As mentioned in my last post, events conspired to curtail my opportunity to work with Charles Reid on his latest visit to England. However I did get the chance to spend a couple of days with the master during his second week here in Burford. The activity on his first week at Stow in the Wold has been well reported by my friend Peter Ward on his blog to be found at www.watercolourfanatic.blogspot.com.
Instead of the usual day by day report, this will be slightly different in that Charles broke from his normal pattern of making one demonstration per day by completing two on one of the days that I was able to attend. So from two days I managed to see three demonstrations, a bonus for me.

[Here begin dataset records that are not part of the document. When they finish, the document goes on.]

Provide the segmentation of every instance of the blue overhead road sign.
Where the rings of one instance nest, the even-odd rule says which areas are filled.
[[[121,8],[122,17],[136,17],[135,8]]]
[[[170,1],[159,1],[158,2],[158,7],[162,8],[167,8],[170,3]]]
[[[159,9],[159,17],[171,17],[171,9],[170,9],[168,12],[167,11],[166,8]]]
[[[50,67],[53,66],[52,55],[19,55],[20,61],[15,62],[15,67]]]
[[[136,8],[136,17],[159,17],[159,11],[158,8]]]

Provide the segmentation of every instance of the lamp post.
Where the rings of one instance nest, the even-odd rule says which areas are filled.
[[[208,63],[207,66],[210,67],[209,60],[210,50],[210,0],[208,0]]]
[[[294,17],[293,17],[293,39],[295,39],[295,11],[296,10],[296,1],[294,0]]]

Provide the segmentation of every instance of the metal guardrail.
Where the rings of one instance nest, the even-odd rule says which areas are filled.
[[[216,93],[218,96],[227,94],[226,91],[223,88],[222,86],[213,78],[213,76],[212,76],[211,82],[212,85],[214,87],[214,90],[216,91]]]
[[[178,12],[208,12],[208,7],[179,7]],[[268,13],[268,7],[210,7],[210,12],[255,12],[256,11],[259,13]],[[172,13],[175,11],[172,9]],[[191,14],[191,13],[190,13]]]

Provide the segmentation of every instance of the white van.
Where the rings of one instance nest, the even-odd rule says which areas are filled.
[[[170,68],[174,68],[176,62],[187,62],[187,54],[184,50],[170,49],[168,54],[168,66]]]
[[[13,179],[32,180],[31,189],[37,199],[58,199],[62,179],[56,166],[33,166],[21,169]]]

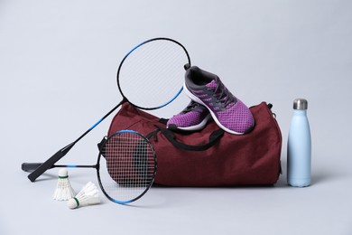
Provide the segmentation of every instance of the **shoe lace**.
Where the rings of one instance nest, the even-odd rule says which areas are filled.
[[[197,108],[199,108],[199,103],[191,102],[182,110],[182,113],[188,113],[190,111],[197,111],[197,109],[198,109]]]
[[[221,103],[224,108],[234,101],[234,97],[222,82],[218,80],[218,86],[214,90],[214,97],[217,99],[217,103]]]

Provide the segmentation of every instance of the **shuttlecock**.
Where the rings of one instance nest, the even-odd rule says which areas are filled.
[[[58,201],[67,201],[74,197],[75,194],[76,193],[69,183],[68,171],[65,168],[60,169],[59,171],[58,184],[52,198]]]
[[[67,205],[70,209],[98,203],[100,203],[99,193],[97,186],[91,182],[88,182],[75,197],[67,202]]]

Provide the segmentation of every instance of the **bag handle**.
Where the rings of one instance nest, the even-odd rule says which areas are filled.
[[[175,134],[167,129],[158,127],[160,131],[162,133],[162,135],[176,147],[189,150],[189,151],[204,151],[208,148],[214,146],[221,137],[224,136],[224,130],[223,129],[218,129],[213,131],[209,136],[209,142],[203,146],[190,146],[186,145],[184,143],[181,143],[176,139]]]

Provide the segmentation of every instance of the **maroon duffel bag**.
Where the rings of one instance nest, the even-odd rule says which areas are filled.
[[[251,107],[255,128],[236,136],[224,132],[214,121],[200,131],[176,133],[166,128],[165,119],[125,102],[113,118],[108,136],[131,129],[147,136],[156,153],[158,184],[273,184],[281,173],[282,135],[271,108],[265,102]]]

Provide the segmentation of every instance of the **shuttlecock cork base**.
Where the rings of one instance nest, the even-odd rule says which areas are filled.
[[[72,189],[69,180],[69,173],[67,169],[62,168],[59,171],[59,179],[56,185],[52,199],[58,201],[67,201],[74,197],[76,194]]]
[[[100,203],[100,198],[97,186],[93,183],[88,182],[75,197],[67,202],[67,205],[69,209],[75,209],[80,206],[98,203]]]

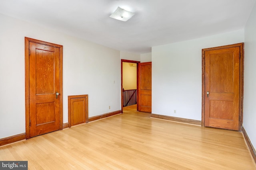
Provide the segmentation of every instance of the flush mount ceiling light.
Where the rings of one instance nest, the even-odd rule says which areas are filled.
[[[116,11],[109,17],[120,21],[126,21],[135,14],[134,13],[127,11],[118,6]]]

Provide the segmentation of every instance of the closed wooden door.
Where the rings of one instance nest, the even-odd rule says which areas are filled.
[[[204,52],[205,126],[240,129],[241,51],[235,46]]]
[[[151,113],[152,62],[138,64],[138,109]]]
[[[62,46],[33,39],[26,43],[29,138],[62,129]]]

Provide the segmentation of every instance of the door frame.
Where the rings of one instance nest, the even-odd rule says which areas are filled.
[[[25,37],[25,102],[26,120],[26,139],[30,137],[30,102],[29,102],[29,44],[30,42],[60,48],[60,130],[63,129],[63,89],[62,89],[62,66],[63,46],[61,45],[43,41],[27,37]]]
[[[223,49],[235,47],[239,47],[239,127],[240,130],[243,123],[243,96],[244,96],[244,43],[238,43],[231,45],[202,49],[202,126],[205,126],[205,56],[206,51]]]
[[[123,106],[124,106],[124,95],[123,95],[123,63],[136,63],[137,64],[137,103],[138,104],[138,64],[140,63],[140,61],[134,61],[132,60],[128,60],[121,59],[121,113],[123,113]],[[137,110],[138,109],[138,105],[137,105]]]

As is his practice on these occasions Charles likes to do some work from old monochrome source material and usually provides a choice of images culled from vintage photographs. This time some of the images were drawn from the famous Sutcliffe collection, depicting people in the environs of Whitby plus one or two images like the Sargent portrait that I selected for my effort that day. Charles used two images from Whitby as his inspiration. The importance of using monochrome images is in the demands it makes of the watercolourist in terms of drawing but more importantly the rendition of values without the visual crutch of original colour. The focus of the artist then becomes establishing accurate values and leaving colour choices to the taste of the individual. It makes for interesting choices for the artist.
Charles is a keen advocate of the contour drawing method and he makes great emphasis of the need to keep the pencil on the paper whilst making the drawing, even when moving across the image from one segment to another. The emphasis is all to do with establishing accurate relationships between the various elements of the picture.
Planning the picture requires giving some thought to the proportion of figures within the space available on the paper.
After completing the drawing the time comes to begin the application of paint. Charles invariably begins work on the central features of the face. This could be the eye socket, nose or the central portion of the mouth. Each stroke is applied and worked towards another area, his maxim being, 'Place a stroke then soften an edge'.
The Face Emerges
Moving away from the centre line the importance of making good shapes is emphasised, 'Good shapes make good paintings'.
Another important point is the in relation to the accurate value relationships. Unlike many watercolourists Charles likes to begin with the placement of some dark values, thereby having something to relate to when making middle and light values. It is important to to have a clear idea of where these relative values lie.
Developing the Figure
After developing the figure Charles begins work on the boat, an important compositional element.
Once the work on the boat is complete The whole piece is tied together by the addition of the background and sky, lightly applied and impressionistic.
Final Image - Watercolour on half sheet by Charles Reid
The major teaching points made by Charles in this session were as follows:
Good shapes make good paintings;
You should always be able to see the point of your brush, this gives you more control over your shapes;
Keep pencil on the paper when drawing;
Keep the brush on the paper when making shapes;
Place a shape, press and lift off then soften an edge;
Always try to have about half of your shapes have soft edges;
Look for relationships between shapes and make connections;
Look for intersections and use them as connections;
Start with darks first;
Check out values, where are the mid values?
Paint shapes with harder edge next to the light then work into the shadow;
Make sure you have colour changes in the darks;
Always try to make a balance between warm and cool colours in your shapes.
Another inspirational session and the reinforcement of many of the ideas that Charles has been espousing for many years.